Infectious diseases can be conveniently divided into congenital/neonatal and acquired infections. There are unique infectious agents that affect the developing brain.

The stage of fetal development at the time of infection is often more important than the causative organism. The clinical manifestations of fetal and neonatal infection and long-term neurologic consequences compared with infections that affect the more mature or fully developed brain will be emphasized below.

We then delineate the first major category of acquired infections, i.e., pyogenic infections. We start with meningitis, the most common of the pyogenic infections. Abscess, together with its earliest manifestations (cerebritis), is discussed next, followed by considerations of ventriculitis (a rare but potentially fatal complication of deep-seated brain abscesses) and intracranial empyema.

Congenital Infections

Parenchymal calcifications are the hallmark of most congenital infections and have been reported with cytomegalovirus (CMV) (12-2A), toxoplasmosis (12-6A), congenital herpes simplex virus (HSV) infection (12- 8A), rubella (12-15), congenital varicella-zoster virus (12-17), Zika virus (12- 12B), and lymphocytic choriomeningitis virus (LCMV) (12-16).

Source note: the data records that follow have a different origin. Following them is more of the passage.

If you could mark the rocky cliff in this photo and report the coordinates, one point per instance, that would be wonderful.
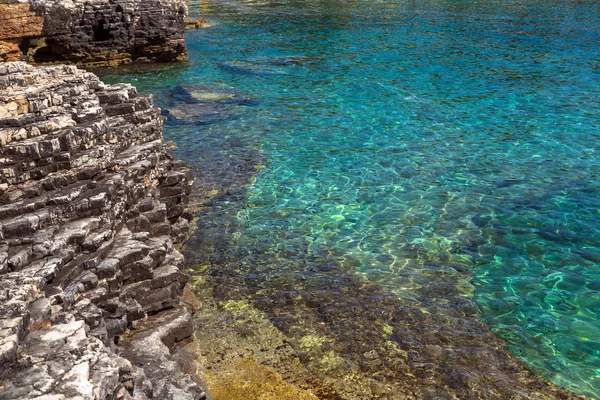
(93, 32)
(92, 210)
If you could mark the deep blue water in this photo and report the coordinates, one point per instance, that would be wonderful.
(390, 136)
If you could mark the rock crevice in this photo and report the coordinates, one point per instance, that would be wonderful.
(92, 213)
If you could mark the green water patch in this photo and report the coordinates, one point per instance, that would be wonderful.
(424, 166)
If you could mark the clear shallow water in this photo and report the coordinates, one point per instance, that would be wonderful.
(436, 149)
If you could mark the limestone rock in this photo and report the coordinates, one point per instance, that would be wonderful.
(96, 32)
(91, 215)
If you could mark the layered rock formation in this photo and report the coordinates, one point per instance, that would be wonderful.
(92, 209)
(94, 32)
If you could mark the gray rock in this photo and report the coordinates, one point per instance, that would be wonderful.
(87, 239)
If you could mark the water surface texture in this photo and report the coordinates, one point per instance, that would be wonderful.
(380, 177)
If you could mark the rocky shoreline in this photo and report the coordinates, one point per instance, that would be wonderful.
(92, 213)
(92, 33)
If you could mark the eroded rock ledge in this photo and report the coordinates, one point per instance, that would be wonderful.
(92, 32)
(92, 210)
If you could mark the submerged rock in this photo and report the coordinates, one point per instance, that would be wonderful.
(212, 93)
(252, 68)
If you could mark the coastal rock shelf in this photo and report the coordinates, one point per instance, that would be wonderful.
(92, 211)
(95, 33)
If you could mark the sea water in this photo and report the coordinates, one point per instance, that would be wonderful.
(413, 146)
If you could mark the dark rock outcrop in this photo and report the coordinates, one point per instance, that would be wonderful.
(92, 33)
(92, 210)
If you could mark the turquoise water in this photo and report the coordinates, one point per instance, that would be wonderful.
(443, 149)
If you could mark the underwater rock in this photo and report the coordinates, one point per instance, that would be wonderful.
(212, 93)
(202, 113)
(92, 33)
(293, 60)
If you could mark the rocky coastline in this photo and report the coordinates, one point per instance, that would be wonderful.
(92, 213)
(92, 33)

Infections of the fetal brain result in a spectrum of injury and malformation that depends more on the timing of infection than the infectious agent itself. Infections early in fetal development (e.g., during the first trimester) usually result in miscarriage, severe brain destruction, and/or profound malformations such as anencephaly, agyria, and lissencephaly.

When infections occur later in pregnancy, encephaloclastic manifestations and myelination disturbance (e.g., demyelination, dysmyelination, and hypomyelination) predominate. Microcephaly with frank brain destruction and widespread encephalomalacia are common (12-11A).

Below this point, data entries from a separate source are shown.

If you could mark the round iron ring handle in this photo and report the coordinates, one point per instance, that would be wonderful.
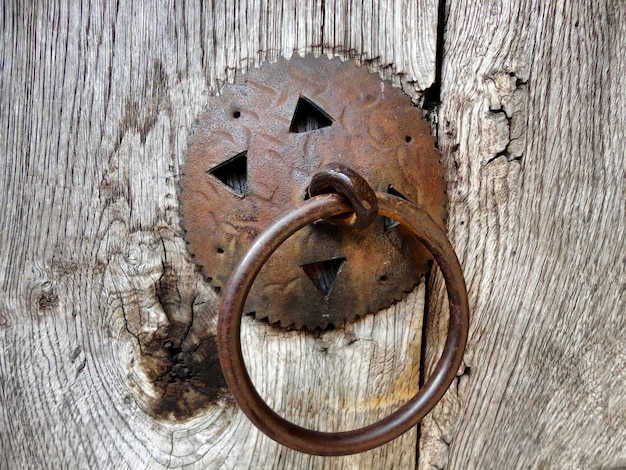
(408, 415)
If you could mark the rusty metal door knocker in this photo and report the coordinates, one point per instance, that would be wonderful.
(368, 194)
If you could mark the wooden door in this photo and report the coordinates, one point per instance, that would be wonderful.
(107, 356)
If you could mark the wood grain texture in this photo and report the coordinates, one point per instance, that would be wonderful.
(531, 126)
(106, 348)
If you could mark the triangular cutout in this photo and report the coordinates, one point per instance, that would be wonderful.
(309, 117)
(234, 173)
(387, 222)
(323, 274)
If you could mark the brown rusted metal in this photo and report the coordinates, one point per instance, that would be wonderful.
(252, 157)
(420, 225)
(337, 177)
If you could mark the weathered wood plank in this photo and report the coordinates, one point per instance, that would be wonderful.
(531, 126)
(106, 328)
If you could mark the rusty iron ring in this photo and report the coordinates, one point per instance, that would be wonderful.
(337, 177)
(400, 421)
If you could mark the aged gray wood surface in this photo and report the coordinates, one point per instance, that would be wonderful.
(107, 354)
(532, 131)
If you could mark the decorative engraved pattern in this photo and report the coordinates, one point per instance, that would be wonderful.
(288, 119)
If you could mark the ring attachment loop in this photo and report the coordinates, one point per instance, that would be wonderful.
(336, 177)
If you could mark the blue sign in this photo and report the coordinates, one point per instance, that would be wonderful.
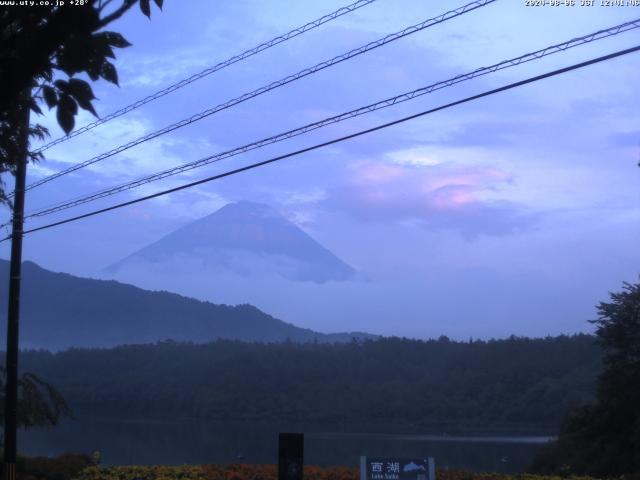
(397, 469)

With few exceptions (toxoplasmosis and syphilis), most congenital/perinatal infections are viral and are usually secondary to transplacental passage of the infectious agent. Zika virus is a relative newcomer to the list of viruses recognized as a cause of congenital CNS infection and is capable of causing profound brain destruction and resultant microcephaly. Zika virus infection represents the first reported congenital CNS infection to be mostly transmitted by mosquitoes.

Six members of the herpesvirus family cause neurologic disease in children: HSV-1, HSV-2, varicella-zoster virus (VZV), Epstein-Barr virus (EBV), CMV, and human herpesvirus 6 (HHV-6).

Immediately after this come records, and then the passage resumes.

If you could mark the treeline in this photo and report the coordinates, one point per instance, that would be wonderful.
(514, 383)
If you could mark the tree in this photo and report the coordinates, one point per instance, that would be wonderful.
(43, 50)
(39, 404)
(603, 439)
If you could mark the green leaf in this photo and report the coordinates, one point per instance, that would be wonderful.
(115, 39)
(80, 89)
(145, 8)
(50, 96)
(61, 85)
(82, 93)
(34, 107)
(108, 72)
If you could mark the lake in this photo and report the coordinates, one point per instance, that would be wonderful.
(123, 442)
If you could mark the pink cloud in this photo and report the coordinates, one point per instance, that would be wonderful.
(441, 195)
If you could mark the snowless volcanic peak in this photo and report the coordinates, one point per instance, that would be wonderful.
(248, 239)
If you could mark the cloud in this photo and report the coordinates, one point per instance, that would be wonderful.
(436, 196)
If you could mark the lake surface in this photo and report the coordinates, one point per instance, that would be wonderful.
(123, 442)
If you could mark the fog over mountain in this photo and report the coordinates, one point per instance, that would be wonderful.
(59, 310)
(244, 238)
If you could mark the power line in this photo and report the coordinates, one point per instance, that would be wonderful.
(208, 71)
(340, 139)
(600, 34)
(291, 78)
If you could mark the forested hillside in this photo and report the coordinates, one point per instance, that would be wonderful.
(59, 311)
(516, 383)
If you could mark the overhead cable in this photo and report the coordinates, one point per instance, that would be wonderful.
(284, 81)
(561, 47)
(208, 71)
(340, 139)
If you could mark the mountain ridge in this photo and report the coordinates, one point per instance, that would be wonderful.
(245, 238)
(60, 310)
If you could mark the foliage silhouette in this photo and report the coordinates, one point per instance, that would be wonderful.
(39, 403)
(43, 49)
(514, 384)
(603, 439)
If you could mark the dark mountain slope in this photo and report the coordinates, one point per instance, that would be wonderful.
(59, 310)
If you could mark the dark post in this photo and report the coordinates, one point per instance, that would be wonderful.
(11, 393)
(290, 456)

Aside from CMV, HSV-2, Zika virus, and congenital HIV (vertically transmitted), congenital CNS infections have become less common due to immunization programs, prenatal screening, and global infection surveillance.

Here, an overview of the TORCH infections and important non-TORCH congenital/perinatal CNS infections is presented, beginning with the most globally common of the congenital infections, congenital CMV infection.

TORCH Infections

Terminology

Congenital infections are often grouped together and simply called TORCH infections—the acronym for toxoplasmosis, rubella, cytomegalovirus, and herpes. If congenital syphilis is included, the grouping is called TORCH(S) or (S)TORCH.

Etiology

In addition to the recognized "classic" TORCH(S) infections, a host of new organisms have been identified as causing congenital and perinatal infections.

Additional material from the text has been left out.